PKK'nın fesih kararı Türkiye'nin son yıllardaki kararlı adımlarının ve güvenlik-diplomasi ilişkisini dengeli yürütmesinin bir ürünü... Terörle mücadele konseptinin değiştiği ilk tezkere zamanındaki tartışmaları hatırlayalım. "Ne işimiz var" minvalindeki ifadeler "amaç farklı" biçimindeki suçlamalara rağmen terörün sınır dışına itilmesi süreci başlamıştı. Ve bugün başarıldı... Şimdi hepimizin aklında şu soru var: "Bu süreçte mevzuatta ne gibi değişimler olacak?" Bugün buna yanıt aramak ve FETÖ'nün bulduğu "hukuki hileye" değinmek istiyorum.
***UYUM MEVZUATI VAR
Öncelikle şunu belirtelim hükümet bu konuda tam yetkili. Anayasal olarak bir tereddüt olmadığı gibi 6551 sayılı Terörün Sona Erdirilmesi ve Toplumsal Bütünleşmenin Güçlendirilmesine Dair Kanun şu yetkileri veriyor hükümete: (1) Siyasi, hukuki, insan hakları, güvenlik ve silahsızlandırma alanlarında atılabilecek adımları belirlemek. (2) Gerekli görülmesi hâlinde, yurt içindeki ve dışındaki kişi, kurum ve kuruluşlarla çalışmalar yapılmasına karar vermek, görevlendirmeler yapmak. (3) Silah bırakan örgüt mensuplarının eve dönüşleri ile sosyal yaşama katılım ve uyumlarının temini için tedbirler almak. (4) Alınan tedbirlere, atılan adımlara ilişkin uygulama sonuçlarını izlemek.
KAYYIM MESELESİ
Kayyım meselesi de işin başka bir boyutu.
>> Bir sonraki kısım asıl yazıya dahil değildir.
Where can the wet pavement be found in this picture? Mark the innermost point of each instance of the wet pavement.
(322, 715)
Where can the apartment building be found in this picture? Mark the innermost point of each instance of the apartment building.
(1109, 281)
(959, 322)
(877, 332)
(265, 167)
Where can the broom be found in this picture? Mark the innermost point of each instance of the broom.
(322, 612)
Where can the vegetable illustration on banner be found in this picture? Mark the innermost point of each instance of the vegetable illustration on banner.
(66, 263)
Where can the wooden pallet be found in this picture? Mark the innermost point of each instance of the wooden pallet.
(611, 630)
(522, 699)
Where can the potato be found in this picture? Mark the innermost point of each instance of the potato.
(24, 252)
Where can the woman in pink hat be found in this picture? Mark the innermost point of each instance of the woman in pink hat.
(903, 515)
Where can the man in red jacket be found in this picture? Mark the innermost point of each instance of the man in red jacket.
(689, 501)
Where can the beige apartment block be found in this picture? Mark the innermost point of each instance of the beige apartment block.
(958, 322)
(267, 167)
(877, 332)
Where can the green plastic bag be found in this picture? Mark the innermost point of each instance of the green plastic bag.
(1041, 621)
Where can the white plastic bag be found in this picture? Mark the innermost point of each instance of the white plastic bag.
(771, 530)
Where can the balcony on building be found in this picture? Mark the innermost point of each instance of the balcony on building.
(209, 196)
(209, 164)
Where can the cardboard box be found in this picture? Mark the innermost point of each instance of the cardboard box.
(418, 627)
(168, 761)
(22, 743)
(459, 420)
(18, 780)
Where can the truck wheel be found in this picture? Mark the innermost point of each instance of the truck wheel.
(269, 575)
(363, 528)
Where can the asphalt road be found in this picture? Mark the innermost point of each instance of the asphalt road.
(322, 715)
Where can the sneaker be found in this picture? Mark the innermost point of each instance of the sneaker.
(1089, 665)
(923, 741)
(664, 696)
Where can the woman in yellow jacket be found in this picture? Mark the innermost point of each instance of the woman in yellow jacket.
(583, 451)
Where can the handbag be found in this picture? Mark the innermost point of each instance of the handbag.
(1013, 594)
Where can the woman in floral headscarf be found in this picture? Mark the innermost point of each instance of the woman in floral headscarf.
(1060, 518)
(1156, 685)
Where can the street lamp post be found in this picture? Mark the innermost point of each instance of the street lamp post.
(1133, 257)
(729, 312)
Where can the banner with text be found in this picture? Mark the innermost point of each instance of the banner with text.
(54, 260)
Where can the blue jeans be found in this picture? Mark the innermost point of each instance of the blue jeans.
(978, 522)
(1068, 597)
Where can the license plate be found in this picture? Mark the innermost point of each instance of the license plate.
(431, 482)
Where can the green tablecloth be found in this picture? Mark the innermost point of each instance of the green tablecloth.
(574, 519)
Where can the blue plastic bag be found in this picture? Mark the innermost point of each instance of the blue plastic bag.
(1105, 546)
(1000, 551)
Bir anda, dünden bugüne bu uygulamanın kalkması veya değişmesi mümkün değil. İlk evrede şartlar olgunlaştıktan sonra Belediye Kanununun 45. maddesinin 2. fıkrasındaki "...bu belediyelerde belediye meclisi, başkanın çağrısı olmadıkça toplanamaz." hükmü bağlamında bir adım atılması mümkün olabilir. Yani belediye başkanının kayyım olduğu ama meclisinin bir çağrıyla toplandığı, görev ifa edebileceği bir yapı. Başkanların durumu ise idari değil ceza hukuku alanındaki "belirleme sonrası" değerlendirilebilir ancak...
TERÖR DOSYALARI DÜŞER Mİ?
Bir başka tartışma alanı da yargılaması devam eden dosyaların durumu. Böyle bir şeyin olması mümkün değil. Zira suçun işlendiği dönemde terör örgütü olan bir yapı ve işlediği suçlar var. Ceza mahkemeleri suçluluğu tespit etmek durumunda. Mahkemelerin "örgüt kendini feshettiği için faile ceza verilmeyecektir" türünde bir karar vermesi mümkün değil! Ancak burada uygulanacak bir madde var.
ETKİN PİŞMANLIK...
Türk Ceza Kanunu m.211'i bu süreçte çok duyacağız. Buna göre çeşitli cezasızlık halleri mümkün. Özellikle "Suç işlemek amacıyla örgüt kuran, yöneten veya örgüte üye olan ya da üye olmamakla birlikte örgüt adına suç işleyen veya örgüte bilerek ve isteyerek yardım eden kişinin, gönüllü olarak teslim olup, örgütün yapısı ve faaliyeti çerçevesinde işlenen suçlarla ilgili bilgi vermesi halinde, hakkında örgüt kurmak, yönetmek veya örgüte üye olmak suçundan dolayı cezaya hükmolunmaz. Kişinin bu bilgileri yakalandıktan sonra vermesi halinde, hakkında bu suçtan dolayı verilecek cezada üçte birden dörtte üçe kadar indirim yapılır." şeklindeki düzenleme önem arz ediyor.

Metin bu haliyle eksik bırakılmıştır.